CNS: NSF EAGER: From a Virtualized Computing Nucleus to a Cloud Computing Universe
The research plan of this project consists of two main tasks:
In the first task, the PIs are developing a formal proof-theoretic framework to ensure that the partition management protocols (which results in the elasticity of cloud computing systems) are correct. The PIs will then use this framework to analyze the partition management functionalities of two representative systems: BigTable (equivalently HBase) and Yahoo?s PNUTS. The PIs will also validate the functionality of the storage subsystem in Google GFS and Hadoop HDFS to ensure that the read and write operations at the file system level indeed satisfy the stated invariants. The PIs will then extend this study to ensure that the atomicity of operations on a single key-value pair indeed are atomic and durable irrespective to the size of the value attribute.
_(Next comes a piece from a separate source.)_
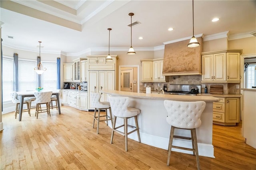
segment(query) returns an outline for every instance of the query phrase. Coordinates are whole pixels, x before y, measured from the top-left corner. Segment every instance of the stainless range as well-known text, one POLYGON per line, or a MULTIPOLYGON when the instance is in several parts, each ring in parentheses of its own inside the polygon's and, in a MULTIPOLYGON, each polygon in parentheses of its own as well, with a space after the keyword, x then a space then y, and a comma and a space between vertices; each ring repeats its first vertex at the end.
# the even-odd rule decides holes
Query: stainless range
POLYGON ((201 93, 201 85, 170 84, 169 91, 164 94, 170 95, 196 95, 201 93))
In the second task, the PIs will investigate more stringent levels of data and object consistency in cloud computing systems. In particular, the PIs will develop a distributed implementation of snapshot isolation and evaluate its effectiveness in cloud computing environments primarily with respect to elasticity and scalability. Also, the PIs will put all the pieces together (with their associated invariants) and evaluate if the overall system thus formed is correct. Moreover, the PIs will formalize the characteristics of different replica management protocols to identify the limit of data availability in various cloud computing environments.